Being in "Tiara Training," has helped me discover a lot about life. First, let me dispel the myth that it is easy to wear a tiara in public. It isn't. Wearing a tiara
makes one different and being different is not easy. When we are different, we don't fit in. By standing out, we can actually make other people uncomfortable. What I have come to realize is that most people want to be different like everyone else. They are afraid to stand out and be separate from the majority. Wearing a tiara has proven to be a great way to learn about diversity and what it is like to be different.

There are days when it is easier to wear a tiara than others. I can't always pull it off. Wearing a tiara requires that I have total self-confidence. It requires that I believe in myself enough not to care what other people think or say. I have to ignore the stares and smirks and the occasional rude comment. When wearing a tiara, I have to think enough of me not to care what others think.

Wearing a tiara requires bravery. I did not realize this until three ladies followed me into the restroom at a local restaurant. They cornered me and asked point blank, "so what's up with the tiara?" I found this somewhat amusing and answered honestly,"nothing, I am just wearing it because I like to." They were amazed and astonished. They were sure it was a special occasion or perhaps my birthday. When they realized I was just wearing it because I wanted to, they said in unison, "you are so brave." One of the women told me she would never have the guts to do it, but wished she did have that kind of courage.
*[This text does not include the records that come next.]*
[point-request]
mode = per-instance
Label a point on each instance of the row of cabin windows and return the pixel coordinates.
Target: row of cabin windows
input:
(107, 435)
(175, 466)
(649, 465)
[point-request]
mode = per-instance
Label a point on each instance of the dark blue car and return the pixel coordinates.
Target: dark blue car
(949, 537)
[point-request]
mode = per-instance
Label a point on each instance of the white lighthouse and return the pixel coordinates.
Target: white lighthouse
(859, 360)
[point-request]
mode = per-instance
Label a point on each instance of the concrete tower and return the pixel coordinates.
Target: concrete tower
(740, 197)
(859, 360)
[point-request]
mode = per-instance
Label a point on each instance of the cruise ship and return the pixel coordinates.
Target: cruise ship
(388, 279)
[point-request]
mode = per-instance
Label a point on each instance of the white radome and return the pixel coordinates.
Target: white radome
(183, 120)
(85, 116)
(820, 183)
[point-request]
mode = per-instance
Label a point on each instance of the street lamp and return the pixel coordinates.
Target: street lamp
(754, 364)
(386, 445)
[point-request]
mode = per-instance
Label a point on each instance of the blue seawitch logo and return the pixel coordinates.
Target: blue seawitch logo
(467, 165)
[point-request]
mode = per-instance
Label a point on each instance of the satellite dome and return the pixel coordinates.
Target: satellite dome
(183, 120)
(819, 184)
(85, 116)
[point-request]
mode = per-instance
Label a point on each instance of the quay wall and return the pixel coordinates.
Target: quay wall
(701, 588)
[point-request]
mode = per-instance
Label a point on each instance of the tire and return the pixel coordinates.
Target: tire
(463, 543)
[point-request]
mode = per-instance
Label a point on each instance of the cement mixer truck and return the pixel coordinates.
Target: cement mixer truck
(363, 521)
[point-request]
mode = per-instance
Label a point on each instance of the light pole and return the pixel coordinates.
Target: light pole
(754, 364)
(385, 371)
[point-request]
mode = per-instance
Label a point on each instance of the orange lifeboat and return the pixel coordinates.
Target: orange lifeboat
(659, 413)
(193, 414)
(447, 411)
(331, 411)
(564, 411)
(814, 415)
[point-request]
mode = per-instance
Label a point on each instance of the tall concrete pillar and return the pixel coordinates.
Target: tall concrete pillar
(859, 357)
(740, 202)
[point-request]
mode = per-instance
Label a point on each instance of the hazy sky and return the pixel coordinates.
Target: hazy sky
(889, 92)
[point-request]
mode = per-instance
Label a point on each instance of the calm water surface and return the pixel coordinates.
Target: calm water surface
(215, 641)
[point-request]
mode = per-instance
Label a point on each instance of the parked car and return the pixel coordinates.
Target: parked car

I have always wanted a tiara just because. I never realized that having one would teach me so many lessons. I thought it would be funny to wear one in public, but what I realized is that being different isn't always amusing. Standing out is uncomfortable. People say and do strange things when we are not like them and it isn't always pleasant. Wearing a tiara has made me realize how difficult it is to be ourselves because we have so many outside influences expecting us to fit in and be "normal."

Thanks to my tiara training, I have begun to look at differences in a whole new light. While dining out for lunch, I noticed a woman sitting next to me. She was in her 50's and had the brightest pink hair I had ever seen. Instead of making any kind of judgment about her, I simply found it amusing and went on. I noticed other people staring at her and a few even made comments, but she went on with her lunch and didn't respond. She was living her life the way she wanted not worrying about what others were thinking.

Wearing a tiara has taught me that being who I am is the most difficult thing I will ever have to do. It is something that takes courage, self-esteem and a thick skin. However, I am also realizing that to be anything less than who I came here to be is so much more painful. The number one lesson I have learned is to simply, "be yourself."